Quedaría constatar ese valor algo etéreo que llamamos “actitud”, pero tampoco llegamos a sentir curiosidad, chispazo, motivos para la sonrisa. El cantante, Diego Ibáñez, es un guapo de mirada torva que, a falta de voz, ensaya unos raros pasos desiguales, como grotescos, antes de emprenderla con saltitos continuados, aprovechando una buena forma física y las escasas exigencias del repertorio en materia de afinación. Que las únicas intervenciones de un grupo teóricamente mordaz y dispuesto a tocar las narices fueran un “Bueno, vamos a seguir” y una mención a que nos estábamos perdiendo la final copera dan idea de lo difícil que resulta ilusionarse con ellos. Más allá de esas tres o cuatro consignas en las letras (“Joder, no sé”, “Me masturbé con tu foto”, “Tus puñales aún me duelen en la espalda”...) que, sí, pueden ser propicias para compartir un mini de cerveza con los colegas. Porque para erigirse en cronistas generacionales aún les falta un poco.

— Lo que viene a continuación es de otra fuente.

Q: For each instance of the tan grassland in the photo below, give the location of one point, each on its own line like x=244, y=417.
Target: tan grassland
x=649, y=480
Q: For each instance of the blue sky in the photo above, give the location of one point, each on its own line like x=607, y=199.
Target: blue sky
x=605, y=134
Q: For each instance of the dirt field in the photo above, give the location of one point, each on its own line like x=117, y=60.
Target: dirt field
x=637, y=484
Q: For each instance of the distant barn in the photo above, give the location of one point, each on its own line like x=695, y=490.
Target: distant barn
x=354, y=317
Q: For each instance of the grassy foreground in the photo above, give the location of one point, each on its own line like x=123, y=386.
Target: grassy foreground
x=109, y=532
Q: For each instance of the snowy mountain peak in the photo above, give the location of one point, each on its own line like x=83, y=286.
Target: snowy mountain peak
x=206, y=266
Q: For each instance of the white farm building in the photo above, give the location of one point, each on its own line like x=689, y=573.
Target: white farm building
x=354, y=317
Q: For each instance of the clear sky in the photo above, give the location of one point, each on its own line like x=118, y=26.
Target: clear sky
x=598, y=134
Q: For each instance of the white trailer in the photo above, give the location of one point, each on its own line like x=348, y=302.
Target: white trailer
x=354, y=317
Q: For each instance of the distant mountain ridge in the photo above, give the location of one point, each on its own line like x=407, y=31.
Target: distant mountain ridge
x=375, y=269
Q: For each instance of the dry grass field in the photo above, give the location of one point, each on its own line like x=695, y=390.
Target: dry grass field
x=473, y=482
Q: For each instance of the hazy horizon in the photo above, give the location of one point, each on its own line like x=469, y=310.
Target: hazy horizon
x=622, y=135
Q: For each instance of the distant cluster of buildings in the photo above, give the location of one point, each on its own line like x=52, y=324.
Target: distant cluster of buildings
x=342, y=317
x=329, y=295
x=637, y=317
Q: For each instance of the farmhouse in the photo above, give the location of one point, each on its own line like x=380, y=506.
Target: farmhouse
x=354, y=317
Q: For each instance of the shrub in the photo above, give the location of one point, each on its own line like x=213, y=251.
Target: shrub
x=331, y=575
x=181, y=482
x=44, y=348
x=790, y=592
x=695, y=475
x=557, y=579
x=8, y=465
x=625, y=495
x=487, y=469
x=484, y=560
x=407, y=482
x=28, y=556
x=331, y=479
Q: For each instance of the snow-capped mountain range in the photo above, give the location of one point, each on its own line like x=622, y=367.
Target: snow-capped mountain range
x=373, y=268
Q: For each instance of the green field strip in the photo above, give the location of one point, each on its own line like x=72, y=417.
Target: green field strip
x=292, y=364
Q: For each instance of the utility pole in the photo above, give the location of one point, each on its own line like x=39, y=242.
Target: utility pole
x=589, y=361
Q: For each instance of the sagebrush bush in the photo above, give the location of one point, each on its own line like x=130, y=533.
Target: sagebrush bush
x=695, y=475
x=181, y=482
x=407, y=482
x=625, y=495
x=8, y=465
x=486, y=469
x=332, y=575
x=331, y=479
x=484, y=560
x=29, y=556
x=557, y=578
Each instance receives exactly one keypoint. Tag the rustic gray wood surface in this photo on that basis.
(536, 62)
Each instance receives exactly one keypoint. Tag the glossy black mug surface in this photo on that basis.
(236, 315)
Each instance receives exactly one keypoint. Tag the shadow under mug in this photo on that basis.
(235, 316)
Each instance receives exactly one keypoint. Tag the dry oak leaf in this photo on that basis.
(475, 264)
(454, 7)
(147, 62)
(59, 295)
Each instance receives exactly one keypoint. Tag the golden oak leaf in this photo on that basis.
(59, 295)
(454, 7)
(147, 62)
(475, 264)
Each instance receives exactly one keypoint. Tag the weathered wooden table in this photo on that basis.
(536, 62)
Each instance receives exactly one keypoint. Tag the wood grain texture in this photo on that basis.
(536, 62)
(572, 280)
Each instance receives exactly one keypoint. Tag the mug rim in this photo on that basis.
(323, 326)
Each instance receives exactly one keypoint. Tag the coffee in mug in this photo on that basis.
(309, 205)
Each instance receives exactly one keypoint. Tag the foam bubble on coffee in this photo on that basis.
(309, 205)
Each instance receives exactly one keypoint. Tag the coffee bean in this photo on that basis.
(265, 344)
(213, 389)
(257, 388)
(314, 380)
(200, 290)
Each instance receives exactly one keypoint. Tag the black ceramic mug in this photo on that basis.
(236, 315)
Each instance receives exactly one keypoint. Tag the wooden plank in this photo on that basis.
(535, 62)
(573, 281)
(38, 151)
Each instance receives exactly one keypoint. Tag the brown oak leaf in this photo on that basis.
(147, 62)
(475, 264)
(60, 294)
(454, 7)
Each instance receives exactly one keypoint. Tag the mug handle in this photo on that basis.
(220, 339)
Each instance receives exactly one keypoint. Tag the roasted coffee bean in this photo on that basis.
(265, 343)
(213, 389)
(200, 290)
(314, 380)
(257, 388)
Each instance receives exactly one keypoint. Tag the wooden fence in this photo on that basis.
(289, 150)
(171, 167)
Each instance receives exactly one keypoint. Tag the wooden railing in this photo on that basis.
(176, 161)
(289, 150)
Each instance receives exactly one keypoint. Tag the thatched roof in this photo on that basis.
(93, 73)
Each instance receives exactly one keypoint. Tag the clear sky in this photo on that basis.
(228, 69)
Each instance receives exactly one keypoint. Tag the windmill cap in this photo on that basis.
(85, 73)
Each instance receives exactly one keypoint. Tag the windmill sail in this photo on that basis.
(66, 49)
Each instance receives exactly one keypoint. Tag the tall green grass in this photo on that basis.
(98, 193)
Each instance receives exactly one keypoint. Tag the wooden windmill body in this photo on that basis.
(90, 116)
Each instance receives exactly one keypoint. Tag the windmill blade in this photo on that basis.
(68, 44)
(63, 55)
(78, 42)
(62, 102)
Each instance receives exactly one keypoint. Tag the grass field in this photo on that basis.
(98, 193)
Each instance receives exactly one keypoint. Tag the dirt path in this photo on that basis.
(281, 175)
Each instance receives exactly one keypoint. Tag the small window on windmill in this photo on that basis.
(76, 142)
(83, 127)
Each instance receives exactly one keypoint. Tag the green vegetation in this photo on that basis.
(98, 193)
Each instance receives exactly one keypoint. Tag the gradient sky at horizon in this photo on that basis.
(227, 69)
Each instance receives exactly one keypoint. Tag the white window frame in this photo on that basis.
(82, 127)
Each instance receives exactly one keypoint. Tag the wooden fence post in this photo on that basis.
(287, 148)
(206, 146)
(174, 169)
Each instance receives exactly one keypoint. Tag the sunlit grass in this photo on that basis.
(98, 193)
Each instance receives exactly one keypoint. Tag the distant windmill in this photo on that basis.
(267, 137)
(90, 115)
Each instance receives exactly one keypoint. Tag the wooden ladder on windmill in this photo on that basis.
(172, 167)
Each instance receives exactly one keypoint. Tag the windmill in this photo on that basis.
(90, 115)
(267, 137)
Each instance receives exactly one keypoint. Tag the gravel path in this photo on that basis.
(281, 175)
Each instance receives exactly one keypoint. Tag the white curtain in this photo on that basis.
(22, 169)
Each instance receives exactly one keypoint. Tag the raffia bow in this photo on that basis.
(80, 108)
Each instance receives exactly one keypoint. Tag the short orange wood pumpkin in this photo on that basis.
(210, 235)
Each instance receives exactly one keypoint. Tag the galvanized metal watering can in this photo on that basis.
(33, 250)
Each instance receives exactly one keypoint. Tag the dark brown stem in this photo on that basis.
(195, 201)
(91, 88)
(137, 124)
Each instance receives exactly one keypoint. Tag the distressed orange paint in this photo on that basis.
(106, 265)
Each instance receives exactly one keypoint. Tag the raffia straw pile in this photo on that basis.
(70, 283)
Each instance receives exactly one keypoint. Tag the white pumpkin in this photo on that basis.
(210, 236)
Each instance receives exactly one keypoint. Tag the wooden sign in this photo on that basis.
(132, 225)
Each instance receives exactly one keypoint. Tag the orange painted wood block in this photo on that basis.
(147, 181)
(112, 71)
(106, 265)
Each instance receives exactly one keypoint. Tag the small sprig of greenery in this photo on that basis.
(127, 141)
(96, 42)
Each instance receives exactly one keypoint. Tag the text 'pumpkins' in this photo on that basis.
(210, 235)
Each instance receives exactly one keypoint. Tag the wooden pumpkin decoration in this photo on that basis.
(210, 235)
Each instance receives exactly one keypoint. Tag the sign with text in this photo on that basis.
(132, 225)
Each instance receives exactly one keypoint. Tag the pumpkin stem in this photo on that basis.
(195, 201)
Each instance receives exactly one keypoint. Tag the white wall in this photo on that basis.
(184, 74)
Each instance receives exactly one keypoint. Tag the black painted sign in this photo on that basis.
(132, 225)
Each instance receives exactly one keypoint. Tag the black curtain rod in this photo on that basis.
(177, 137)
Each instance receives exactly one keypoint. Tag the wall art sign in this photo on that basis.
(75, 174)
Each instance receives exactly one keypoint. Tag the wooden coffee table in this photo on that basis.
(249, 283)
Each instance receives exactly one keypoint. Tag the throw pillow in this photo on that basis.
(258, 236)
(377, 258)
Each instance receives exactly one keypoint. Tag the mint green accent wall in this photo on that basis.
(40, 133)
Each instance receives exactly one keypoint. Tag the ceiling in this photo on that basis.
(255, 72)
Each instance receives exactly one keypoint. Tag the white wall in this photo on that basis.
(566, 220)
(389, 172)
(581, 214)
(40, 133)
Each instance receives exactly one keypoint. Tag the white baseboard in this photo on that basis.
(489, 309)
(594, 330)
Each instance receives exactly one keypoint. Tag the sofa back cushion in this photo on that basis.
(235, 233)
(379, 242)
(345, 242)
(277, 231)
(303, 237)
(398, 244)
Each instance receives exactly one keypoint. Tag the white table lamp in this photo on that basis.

En cuanto a las Hinds, tuvieron la habilidad de asomar la cabeza un par de años antes de la eclosión del #MeToo y la virtud de caerles en gracia a algunos periodistas underground londinenses, lo que acabó traduciéndose en una asombrosa relevancia internacional. Nos parece muy bien, pero ni los tres años de experiencia ni los dos álbumes publicados han servido para que la banda mejore sustancialmente en afinación, sobre todo por parte de las dos cantantes que ejercen el coliderazgo. Y como siguen abonadas al inglés, canciones como esa sobre “dos capullos de aquí de Madrid”, que le dedicaron “a las chicas de la primera fila, las del centro y las del final”, pierden eficacia ante la ininteligibilidad del voceo. “Muchas veces tocamos canciones sin ensayar. Hoy hemos estrenado una sin terminar”, se sinceró Carlotta Cosials. No hay más preguntas, Señoría.
Pasada la medianoche, con el fresquete ya metido en los huesos y las primeras deserciones entre los 8.000 parroquianos, llegó el turno del post-punk narcótico de Deerhunter, denso como solo Bradford Cox es capaz de ser. El hombre, larguirucho y de rostro tristón, trasunto físico de Ric Ocasek (The Cars) tras el cambio de siglo, tampoco dio margen a las fruslerías, como Jason Pierce dos horas antes. Cox ha cumplido 36 años y, por su porte y profundidad artística, aparenta un buen puñado de ellos más. Pero incluso inmersos ya en el frío y la noche oscura, escuchar el repertorio de una obra titulada Why hasn’t everything already dissapeared tenía algo de reparador. Por el motivo que sea, en efecto, todavía no ha desaparecido todo. Aunque tenga que llegar un intenso como Bradford, otro teórico antifestivalero en el primer gran festival del año, para recordárnoslo.